I am still reading but, I have not found a post that gave reasons for sending a letter with a simple request versus one with a request and the consequences spelled out to the CA. I would prefer to keep things amicable until the CA gets nasty (a violation or two). I did see a post that said the full letter was “not mean but legal.” Does that mean that a short one will not hold up in court, if it came to that?

I wish to ask them to do the right thing (I don't expect it though) rather than telling them what the law says they must do. I am paraphrasing the letter. My concern is that the “legal” form of the letter may get lost in my paraprhasing. For instance, if I say “stop” rather than “cease & desist” do I lose something? Here is the letter that I plan to send:

[…]

To [creditor]:

I am sending this letter in response to your settlement offer letter that I received on [date]. I was not aware of this debt, and under my rights under the Fair Debt Collection Practices Act, I am disputing and request that you validate your claim.

Please provide me with the following:

* What the money you say I owe is for;

* Explain and show me how you calculated the amount;

* Provide me with copies of any papers that show I agreed to pay what you say I owe;

* Show me that you are licensed to collect in my state

* Provide me with your license numbers and Registered Agent

I will need at least 30 days to investigate any information you send. During that time please stop all collection activity related to your claim.

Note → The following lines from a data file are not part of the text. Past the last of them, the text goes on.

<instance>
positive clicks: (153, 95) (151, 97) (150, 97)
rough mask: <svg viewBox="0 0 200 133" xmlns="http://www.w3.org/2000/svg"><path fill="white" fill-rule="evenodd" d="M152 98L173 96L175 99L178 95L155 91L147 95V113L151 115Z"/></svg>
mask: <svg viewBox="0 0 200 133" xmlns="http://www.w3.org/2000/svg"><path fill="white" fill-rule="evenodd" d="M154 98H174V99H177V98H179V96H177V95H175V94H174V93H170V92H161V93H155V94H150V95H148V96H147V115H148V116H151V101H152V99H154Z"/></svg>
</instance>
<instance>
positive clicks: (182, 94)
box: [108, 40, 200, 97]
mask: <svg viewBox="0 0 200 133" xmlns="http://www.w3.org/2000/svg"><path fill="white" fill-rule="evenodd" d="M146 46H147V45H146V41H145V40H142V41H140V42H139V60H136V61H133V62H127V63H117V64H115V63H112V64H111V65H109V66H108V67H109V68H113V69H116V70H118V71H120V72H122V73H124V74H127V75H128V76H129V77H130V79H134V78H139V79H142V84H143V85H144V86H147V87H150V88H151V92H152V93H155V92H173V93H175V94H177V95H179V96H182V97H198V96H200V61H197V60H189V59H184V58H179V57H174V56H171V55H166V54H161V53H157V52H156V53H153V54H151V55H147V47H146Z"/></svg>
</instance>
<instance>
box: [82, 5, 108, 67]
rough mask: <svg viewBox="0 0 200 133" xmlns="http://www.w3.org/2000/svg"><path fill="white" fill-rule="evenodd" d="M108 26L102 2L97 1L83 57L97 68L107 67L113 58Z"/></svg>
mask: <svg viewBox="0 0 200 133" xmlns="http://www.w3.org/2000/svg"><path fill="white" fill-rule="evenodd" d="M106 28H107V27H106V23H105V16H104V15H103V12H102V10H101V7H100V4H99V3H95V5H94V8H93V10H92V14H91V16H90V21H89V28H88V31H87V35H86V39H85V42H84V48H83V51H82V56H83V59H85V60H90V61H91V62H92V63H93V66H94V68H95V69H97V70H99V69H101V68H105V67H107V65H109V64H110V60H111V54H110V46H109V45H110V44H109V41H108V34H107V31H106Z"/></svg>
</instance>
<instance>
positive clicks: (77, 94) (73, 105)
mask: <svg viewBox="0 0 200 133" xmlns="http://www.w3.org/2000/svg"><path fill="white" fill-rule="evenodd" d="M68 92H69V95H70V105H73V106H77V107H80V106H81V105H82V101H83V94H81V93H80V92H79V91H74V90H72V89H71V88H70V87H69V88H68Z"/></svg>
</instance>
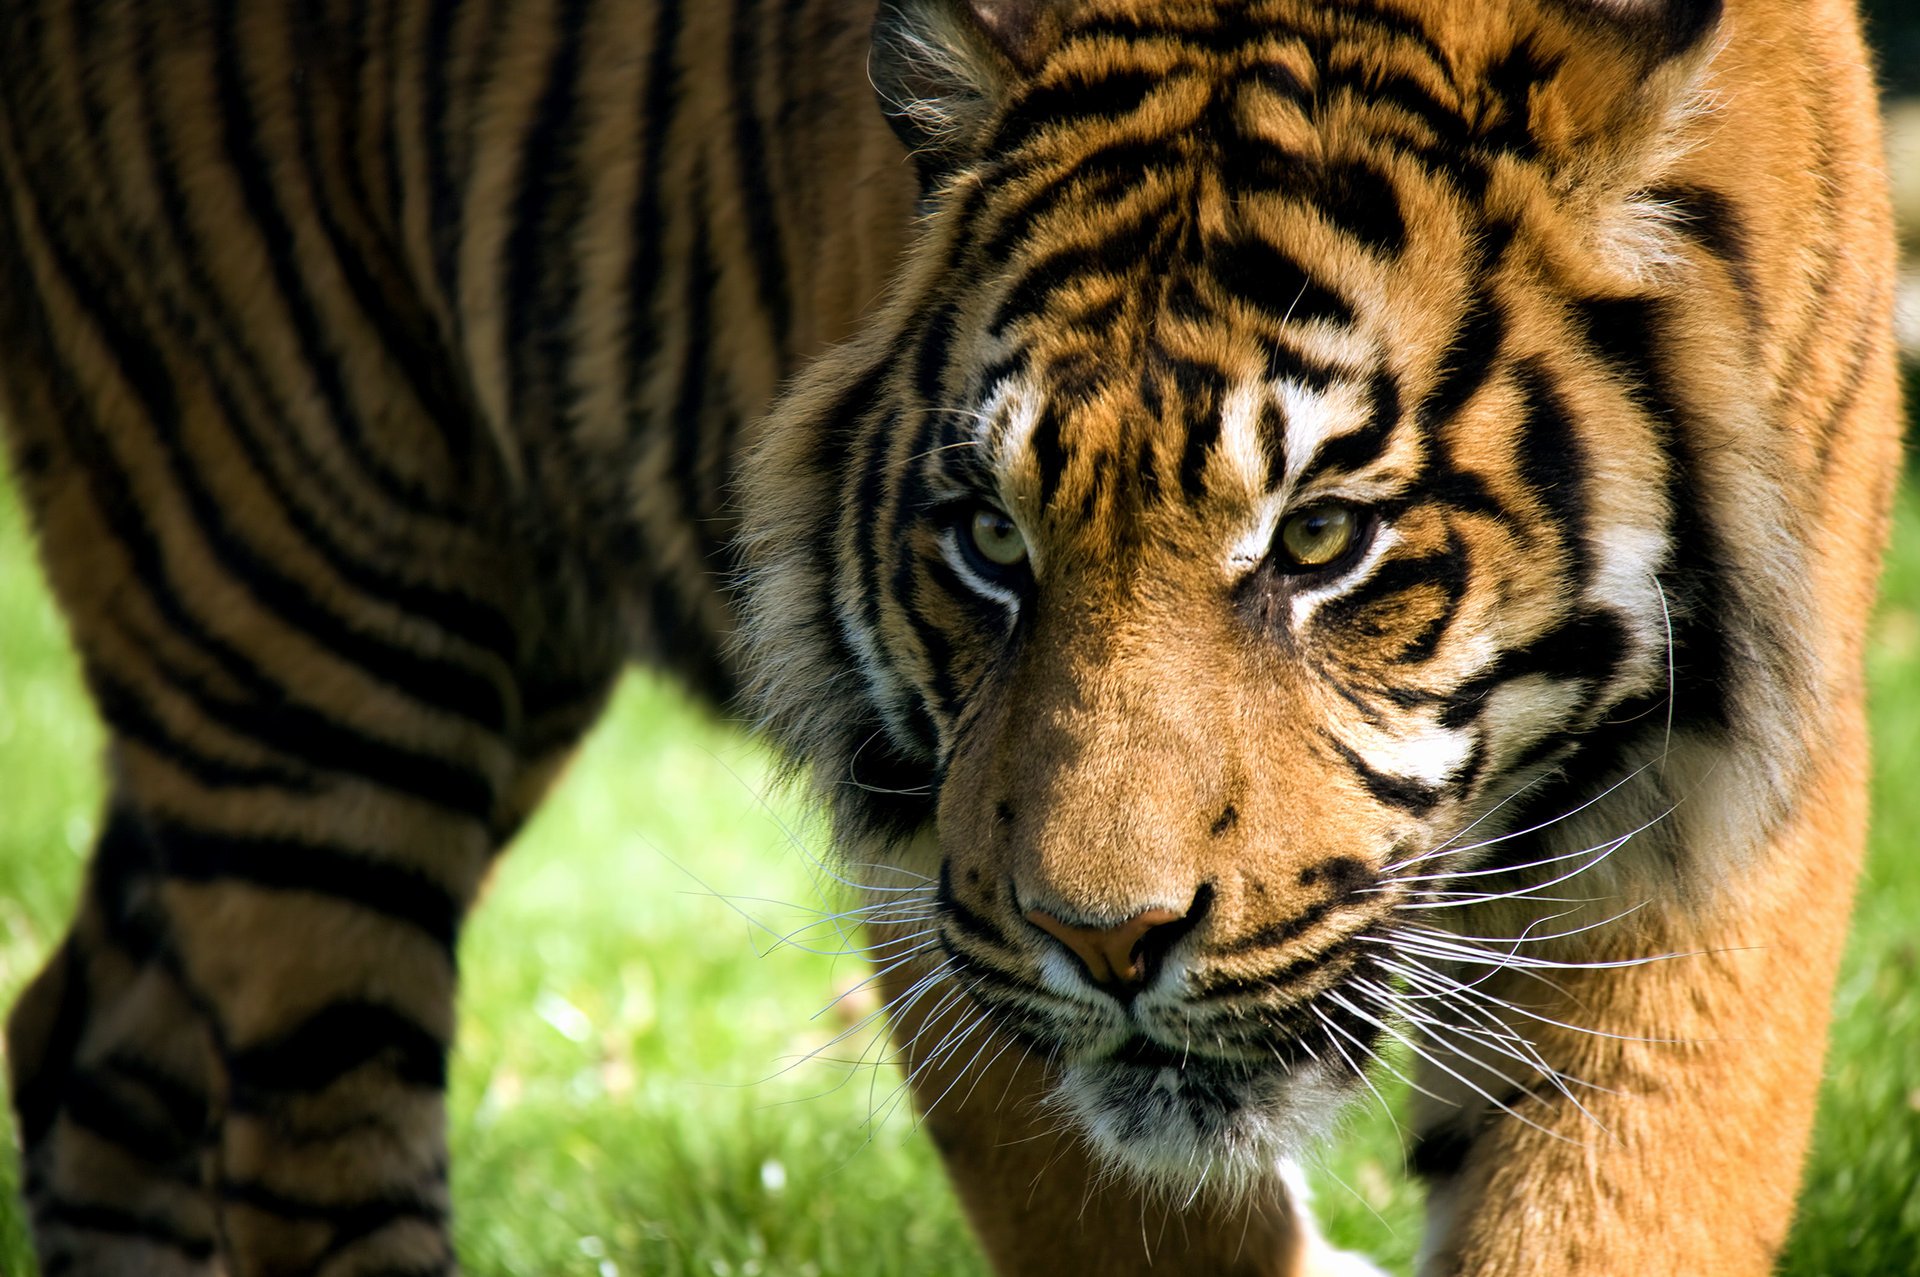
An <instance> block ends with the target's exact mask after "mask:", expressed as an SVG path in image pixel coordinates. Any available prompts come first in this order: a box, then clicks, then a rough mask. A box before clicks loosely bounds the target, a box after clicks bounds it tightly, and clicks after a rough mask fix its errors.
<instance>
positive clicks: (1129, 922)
mask: <svg viewBox="0 0 1920 1277" xmlns="http://www.w3.org/2000/svg"><path fill="white" fill-rule="evenodd" d="M1212 906H1213V887H1212V883H1204V885H1202V887H1200V889H1198V891H1196V893H1194V899H1192V903H1190V904H1188V906H1187V912H1185V914H1177V912H1173V910H1171V908H1148V910H1142V912H1139V914H1135V916H1133V918H1127V920H1125V922H1119V924H1116V926H1108V928H1098V926H1094V928H1085V926H1077V924H1071V922H1066V920H1062V918H1058V916H1054V914H1050V912H1046V910H1044V908H1031V910H1027V922H1031V924H1033V926H1037V928H1039V929H1043V931H1046V933H1048V935H1052V937H1054V939H1056V941H1060V943H1062V945H1066V949H1068V951H1069V952H1071V954H1073V956H1077V958H1079V960H1081V966H1085V968H1087V976H1089V977H1091V979H1092V983H1096V985H1100V987H1102V989H1106V991H1108V993H1112V995H1114V997H1119V999H1121V1000H1125V999H1129V997H1133V995H1135V993H1137V991H1139V989H1142V987H1146V985H1148V983H1152V979H1154V976H1158V974H1160V966H1162V964H1164V962H1165V958H1167V954H1169V952H1171V951H1173V947H1175V945H1177V943H1179V941H1181V939H1183V937H1185V935H1187V933H1190V931H1192V929H1194V928H1196V926H1200V922H1202V920H1204V918H1206V914H1208V910H1210V908H1212Z"/></svg>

If you are unable to validate your claim within 30 days from the receipt of this letter, please delete and completely remove all references to this account from my credit file and send a copy of the deletions to me.

I would also like to request that your offices make no telephone contact with me. This includes computer generated calls and calls or correspondence sent to or with any third parties. Make all future communications with me in writing and sent to the address noted in this letter.